I live here with my husband, Hu Jia, an environmentalist and AIDS activist. We chose to move here because we loved the area's greenery and the Bohemian lifestyle it promised, as well as the idea of a "freedom city" in which civil rights were respected. But instead we have often found ourselves under house arrest or round-the-clock surveillance.
Since we moved in two years ago, state security police officers have been frequent visitors to Freedom City. My husband has been repeatedly harassed, including being detained by plainclothes police, without any legal procedure, for 41 days earlier this year.
National holidays, politically sensitive dates and visits by foreign leaders, all become "black dates" for us, when we and many other human-rights and democracy activists in Beijing are routinely deprived of our freedom of movement. In 2005, Hu lost his freedom for a total of 126 days, during which he was barred from medical checkups for his chronic hepatitis B.
In February 2006, just before the opening of the annual session of the "two meetings" - the Chinese People's Political Consultative Conference and the National People's Congress - Hu was abducted by plainclothes police and simply vanished.
I went around Beijing, demanding that law-enforcement and government officials conduct a search for my missing husband. I met a wall of silence and repeated denials of any knowledge of his whereabouts. After persistent appeals to international agencies and the news media, Hu was finally released by the state security police, who had all along denied responsibility. Blind-folded, he was dropped off by a police vehicle on the roadside near our home. He was frail, his liver condition seriously aggravated due to the lack of treatment for his hepatitis during incarceration.
When I was running around looking for traces of Hu, I discovered that his case was far from unique. I met families whose loved ones were also suffering from such inhumane treatment - arbitrary detention, abduction and forced disappearance - for their efforts to defend human rights, including the family of Chen Guangcheng, the blind activist from Linyi City, in Shandong Province, who on Thursday was sentenced to more than four years in prison.
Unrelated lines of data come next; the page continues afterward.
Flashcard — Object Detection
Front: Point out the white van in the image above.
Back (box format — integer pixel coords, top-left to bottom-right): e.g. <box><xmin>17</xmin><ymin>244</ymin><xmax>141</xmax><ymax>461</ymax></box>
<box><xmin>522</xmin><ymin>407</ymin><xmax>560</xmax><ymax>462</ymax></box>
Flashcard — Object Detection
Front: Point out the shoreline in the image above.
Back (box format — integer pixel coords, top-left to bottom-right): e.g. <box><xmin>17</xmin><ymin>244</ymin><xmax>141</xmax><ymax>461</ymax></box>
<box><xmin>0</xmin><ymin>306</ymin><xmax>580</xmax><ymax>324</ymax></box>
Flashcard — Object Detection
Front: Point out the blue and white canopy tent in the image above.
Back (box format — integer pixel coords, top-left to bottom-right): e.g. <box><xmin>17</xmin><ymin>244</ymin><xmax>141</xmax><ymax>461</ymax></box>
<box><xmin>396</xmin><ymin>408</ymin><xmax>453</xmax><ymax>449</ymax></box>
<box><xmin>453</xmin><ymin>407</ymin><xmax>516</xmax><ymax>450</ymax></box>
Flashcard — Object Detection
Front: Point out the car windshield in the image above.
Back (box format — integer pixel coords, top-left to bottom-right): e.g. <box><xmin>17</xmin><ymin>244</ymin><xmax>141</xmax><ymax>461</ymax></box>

For many days now, Hu has again been subjected to house arrest. Police officers standing guard outside our flat even prevent us from taking walks in the enclosed grounds of Bobo Freedom City. I am followed and watched wherever I go. My colleagues have been told to pull out of our joint business venture, my friends are threatened and driven away, and my neighbors questioned and harassed if they talk to me.
Four official vehicles and a dozen policemen are camped downstairs, observing every movement in our flat. When I dialed the emergency police number, 110, to report illegal tailing, the person who answered my call just hung up. I wrote to the mayor of Beijing to seek help, but I got no answer.
This is how we have to live in Beijing. Our aspirations for freedom and respect for fellow human beings are suffocated, our care for each other as fellow citizens is being destroyed. Beijing fears the force of justice and conscience. Its law-enforcement officials resort to illegal means under cover of darkness to isolate and threaten social activists.
This is the Beijing that will be hosting the "green, high-tech and people's Olympics" in two years' time.
Zeng Jinyan is a businesswoman and an activist involved in environmental issues and the rights of people infected with HIV/AIDS.